L’homme et l’animal partagent les qualités d’adaptation à la vie et à l’entourage (instinct, cinq sens), ainsi qu’une relation émotionnelle. Concernant l’instinct et les cinq sens, les animaux ont plus à donner aux humains que les humains n’ont à donner aux animaux.

La tâche de l’homme
La tâche de l’homme est d’exprimer la fraternité sur le plan physique et de transmettre l’énergie divine au monde des formes qui l’attend. Pour le règne animal, cette tâche consiste à stimuler l’instinct jusqu’à ce que l’individualisation de vienne possible, c’est-à-dire stimuler le mental jusqu’à ce que l’âme puisse s’exprimer individuellement et « créer » un être nouveau. Son oeuvre dans le règne végétal est de fortifier la faculté d’engendrer le parfum et d’adapter la vie de la plante aux myriades d’usages pour l’homme et pour les animaux. Son travail dans le règne minéral est d’agir alchimiquement et magiquement… ce qui reste encore obscur à notre entendement.
Ne demandons plus ce que la terre peut faire pour nous, mais ce que nous devons apporter à la terre, au vivant. Et pour cela, nous sommes en chemin, un chemin de partage, de co-création, de beauté et de vie.

Bibliographie

– Baptiste Morizot, Manières d’être vivant, Éd. Actes Sud, 2020.
– Bruno Latour, Où atterrir ? Comment s’orienter en politique, Éd. La Découverte, 2017.
– Jacques Tassin, Penser comme un arbre, Éd. Odile Jacob, 2018.
– Jacques Tassin, Pour une écologie du sensible, Éd. Odile Jacob, 2020.
– Emanuele Coccia : La vie des plantes : une métaphysique du mélange, coll. Bibliothèque Rivages, Éd. Payot et Rivages, 2016.
– Eduardo Kohn, Comment pensent les forêts : vers une anthropologie au-delà de l’humain, Éd.
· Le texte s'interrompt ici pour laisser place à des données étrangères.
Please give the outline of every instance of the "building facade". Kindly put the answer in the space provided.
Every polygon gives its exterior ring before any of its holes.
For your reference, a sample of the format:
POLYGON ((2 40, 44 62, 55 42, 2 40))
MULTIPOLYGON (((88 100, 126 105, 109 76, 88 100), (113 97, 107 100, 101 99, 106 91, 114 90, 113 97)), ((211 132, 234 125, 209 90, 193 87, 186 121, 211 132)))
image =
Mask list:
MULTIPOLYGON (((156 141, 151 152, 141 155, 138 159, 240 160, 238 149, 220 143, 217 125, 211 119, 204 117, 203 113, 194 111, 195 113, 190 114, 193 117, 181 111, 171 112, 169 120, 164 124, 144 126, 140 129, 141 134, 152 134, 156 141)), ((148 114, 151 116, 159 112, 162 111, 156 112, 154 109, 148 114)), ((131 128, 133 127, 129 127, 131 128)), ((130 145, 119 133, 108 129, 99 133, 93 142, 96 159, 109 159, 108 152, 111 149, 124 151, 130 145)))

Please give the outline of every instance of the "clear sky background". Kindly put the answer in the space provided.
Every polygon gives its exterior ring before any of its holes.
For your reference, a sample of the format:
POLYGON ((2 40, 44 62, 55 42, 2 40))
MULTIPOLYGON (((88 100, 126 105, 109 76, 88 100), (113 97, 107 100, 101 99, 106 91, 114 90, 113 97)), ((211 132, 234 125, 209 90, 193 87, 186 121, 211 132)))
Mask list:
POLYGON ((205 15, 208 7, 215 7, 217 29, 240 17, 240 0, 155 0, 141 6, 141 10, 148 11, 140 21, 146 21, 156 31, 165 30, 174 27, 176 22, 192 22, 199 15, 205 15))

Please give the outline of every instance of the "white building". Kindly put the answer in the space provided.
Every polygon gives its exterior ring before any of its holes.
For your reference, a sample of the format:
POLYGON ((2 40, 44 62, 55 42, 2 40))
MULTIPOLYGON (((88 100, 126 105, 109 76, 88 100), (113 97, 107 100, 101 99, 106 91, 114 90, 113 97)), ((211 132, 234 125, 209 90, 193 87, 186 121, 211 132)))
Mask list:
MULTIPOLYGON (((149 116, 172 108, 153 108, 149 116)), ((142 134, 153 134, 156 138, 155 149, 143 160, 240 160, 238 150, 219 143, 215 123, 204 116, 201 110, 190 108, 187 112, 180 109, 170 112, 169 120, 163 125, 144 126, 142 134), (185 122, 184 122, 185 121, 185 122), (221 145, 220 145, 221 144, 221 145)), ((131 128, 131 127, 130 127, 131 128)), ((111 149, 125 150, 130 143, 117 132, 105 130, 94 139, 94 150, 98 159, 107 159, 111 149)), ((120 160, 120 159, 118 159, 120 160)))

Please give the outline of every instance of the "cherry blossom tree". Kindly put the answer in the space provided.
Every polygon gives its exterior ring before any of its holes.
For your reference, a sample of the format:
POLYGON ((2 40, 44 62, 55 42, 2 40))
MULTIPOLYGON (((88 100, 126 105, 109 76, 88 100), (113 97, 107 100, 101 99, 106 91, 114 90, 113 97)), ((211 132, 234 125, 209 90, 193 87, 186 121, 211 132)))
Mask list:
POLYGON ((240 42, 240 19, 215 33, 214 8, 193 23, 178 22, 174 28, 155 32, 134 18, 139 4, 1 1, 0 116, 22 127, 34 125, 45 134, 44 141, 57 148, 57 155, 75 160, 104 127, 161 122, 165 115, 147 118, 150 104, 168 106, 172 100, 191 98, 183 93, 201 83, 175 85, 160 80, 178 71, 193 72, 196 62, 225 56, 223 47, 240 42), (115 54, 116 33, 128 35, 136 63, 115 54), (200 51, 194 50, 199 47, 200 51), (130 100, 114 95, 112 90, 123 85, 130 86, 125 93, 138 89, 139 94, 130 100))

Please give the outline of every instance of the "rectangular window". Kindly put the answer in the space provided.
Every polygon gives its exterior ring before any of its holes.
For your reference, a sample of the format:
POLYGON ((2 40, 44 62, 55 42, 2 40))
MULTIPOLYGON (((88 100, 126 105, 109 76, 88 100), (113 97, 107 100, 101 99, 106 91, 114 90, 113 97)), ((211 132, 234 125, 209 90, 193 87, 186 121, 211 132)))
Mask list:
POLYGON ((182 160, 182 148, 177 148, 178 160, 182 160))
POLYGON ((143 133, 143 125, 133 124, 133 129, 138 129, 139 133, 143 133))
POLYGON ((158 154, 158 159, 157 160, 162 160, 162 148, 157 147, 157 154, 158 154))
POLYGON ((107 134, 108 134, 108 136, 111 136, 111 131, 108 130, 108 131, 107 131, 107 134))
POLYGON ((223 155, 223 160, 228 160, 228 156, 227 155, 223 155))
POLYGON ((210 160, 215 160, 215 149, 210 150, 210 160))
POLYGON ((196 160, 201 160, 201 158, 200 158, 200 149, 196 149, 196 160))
Zones sensibles, 2017.
– Stéphanie Chanvallon, Les relations humains/animaux : de l’espaceprotégé à l’espace partagé, une géographie physique et sensible, Éd.Carnets de géographes, 2013.
– Estelle Zhong, Enrichir notre sensibilité au vivant par l’art : la crise écologique comme crise de la sensibilité, Éd. Centre d’histoire de Sciences Po, no 84, 2016.
– Guillaume Corpard (fondateur de l’association Happy Earth Now), Un cri pour la terre : animaux, humains, planète, Éd. Parhélie, 2019.
– Pablo Servigne et al., Vivant, livre-journal n°4, Éd. La Relève et la Peste.
– Projet CanOvis : Étudier les interactions loups/troupeaux pour l’amélioration des chiens et systèmes de protection des troupeaux.